3. Op 6 april 2021 is een inspecteur van de Rijksdienst voor Ondernemend Nederland (RVO) een deskcontrole gestart. Daartoe is eiseres gevraagd gegevens uit haar S&O-administratie aan te leveren, waaronder een totaaltelling van de S&O-uren van 2019 gespecificeerd per medewerker. Eiseres heeft vervolgens bij e-mails van 6 en 8 april 2021 urenspecificaties overgelegd en bij e-mail van 13 april 2021 heeft zij vijf rapporten aan de RVO gezonden. Daarop heeft de controleur besloten de controle verder voort te zetten in de vorm van een bezoek op locatie. Dit bezoek heeft op 23 februari 2022 plaatsgevonden. Op 10 maart 2022 heeft eiseres nog een deel van haar S&O-administratie (van de maanden april en oktober 2019) nagestuurd en bij e-mail van 6 april 2022 heeft eiseres een nadere reactie gegeven. De controleur heeft de bij het bezoek verkregen informatie en de door eiseres per e-mail overgelegde stukken en de gegeven nadere reactie beoordeeld en zijn bevindingen neergelegd in een controlerapport van 9 juni 2022. In dit controlerapport concludeert de inspecteur het volgende:

Tijdens de deskcontrole, het bezoek en met de nagestuurde stukken is het niet gelukt aan te tonen dat de heer [A] werkzaamheden heeft verricht die (direct en uitsluitend) zijn gericht op het zelfstandig uitvoeren van speur- en ontwikkelingswerk. Uit de stukken blijkt niet aan welke oplossingsrichtingen is gewerkt, wat de voortgang daarvan was en dat er is gewerkt aan het oplossen van technische knelpunten. Er is dus geen projectadministratie bijgehouden waaruit de aard, inhoud en voortgang op eenvoudige wijze is te herleiden.
Wel blijken uit de stukken administratieve en organisatorische werkzaamheden zoals projectmanagement, management van [bedrijf B] en overleggen met andere partijen ten behoeve van toepassingen of mogelijke samenwerking. Deze uren worden echter expliciet uitgesloten voor de WBSO.
[…]
Er blijken geen uren te zijn geregistreerd voor werkzaamheden die wel als S&O worden aangemerkt.
4. Op grond van het controlerapport heeft verweerder vastgesteld dat eiseres niet heeft voldaan aan de wettelijke eisen van artikel 24, eerste lid, van de Wva en artikel 3 van de Regeling S&O afdrachtvermindering, omdat uit de S&O-administratie niet op eenvoudige en duidelijke wijze is af te leiden wat de aard, inhoud en voortgang van het S&O-werk van eiseres is geweest. Verweerder heeft daarom in het primaire besluit het aantal S&O-uren gecorrigeerd naar nul, wat een correctie van € 71.875,- aan afdrachtvermindering betekent. Ook heeft verweerder met dit besluit op grond van artikel 26, eerste lid, van de Wva aan eiseres een boete opgelegd van € 1.200,-.

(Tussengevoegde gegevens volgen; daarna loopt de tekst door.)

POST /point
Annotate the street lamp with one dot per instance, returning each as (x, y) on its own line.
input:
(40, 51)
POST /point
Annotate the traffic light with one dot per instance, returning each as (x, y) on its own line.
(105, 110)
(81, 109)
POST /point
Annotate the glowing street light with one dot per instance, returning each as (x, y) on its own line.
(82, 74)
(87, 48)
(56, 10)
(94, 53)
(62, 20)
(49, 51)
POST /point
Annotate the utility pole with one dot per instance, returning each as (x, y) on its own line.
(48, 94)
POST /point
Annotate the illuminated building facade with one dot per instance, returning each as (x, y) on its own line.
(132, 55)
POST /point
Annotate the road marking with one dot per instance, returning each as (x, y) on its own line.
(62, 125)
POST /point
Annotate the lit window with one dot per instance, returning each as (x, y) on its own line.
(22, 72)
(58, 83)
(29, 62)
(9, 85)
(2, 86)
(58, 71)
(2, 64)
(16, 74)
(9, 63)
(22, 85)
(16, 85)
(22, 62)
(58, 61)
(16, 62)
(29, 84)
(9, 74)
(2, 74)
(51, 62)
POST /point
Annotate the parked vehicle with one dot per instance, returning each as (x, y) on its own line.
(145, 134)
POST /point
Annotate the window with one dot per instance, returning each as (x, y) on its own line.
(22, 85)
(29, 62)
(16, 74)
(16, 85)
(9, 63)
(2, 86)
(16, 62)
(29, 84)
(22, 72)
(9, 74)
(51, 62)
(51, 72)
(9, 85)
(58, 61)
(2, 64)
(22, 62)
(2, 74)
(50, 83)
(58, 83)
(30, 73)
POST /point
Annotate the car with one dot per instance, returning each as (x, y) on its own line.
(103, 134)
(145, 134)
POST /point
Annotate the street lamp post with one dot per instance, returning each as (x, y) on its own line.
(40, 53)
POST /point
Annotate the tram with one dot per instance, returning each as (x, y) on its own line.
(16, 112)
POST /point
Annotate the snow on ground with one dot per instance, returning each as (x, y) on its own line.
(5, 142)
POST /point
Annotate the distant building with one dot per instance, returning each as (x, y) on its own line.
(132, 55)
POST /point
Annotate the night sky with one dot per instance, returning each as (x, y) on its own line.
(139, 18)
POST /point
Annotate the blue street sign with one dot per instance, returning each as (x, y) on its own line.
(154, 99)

Beoordeling door de rechtbank

5. De rechtbank beoordeelt of verweerder terecht de S&O-verklaring heeft gecorrigeerd en de boete heeft opgelegd. De rechtbank doet dat aan de hand van de beroepsgronden van eiseres.
6. De rechtbank komt tot het oordeel dat het beroep ongegrond is. Hierna legt de rechtbank uit hoe zij tot dit oordeel is gekomen en welke gevolgen dit oordeel heeft.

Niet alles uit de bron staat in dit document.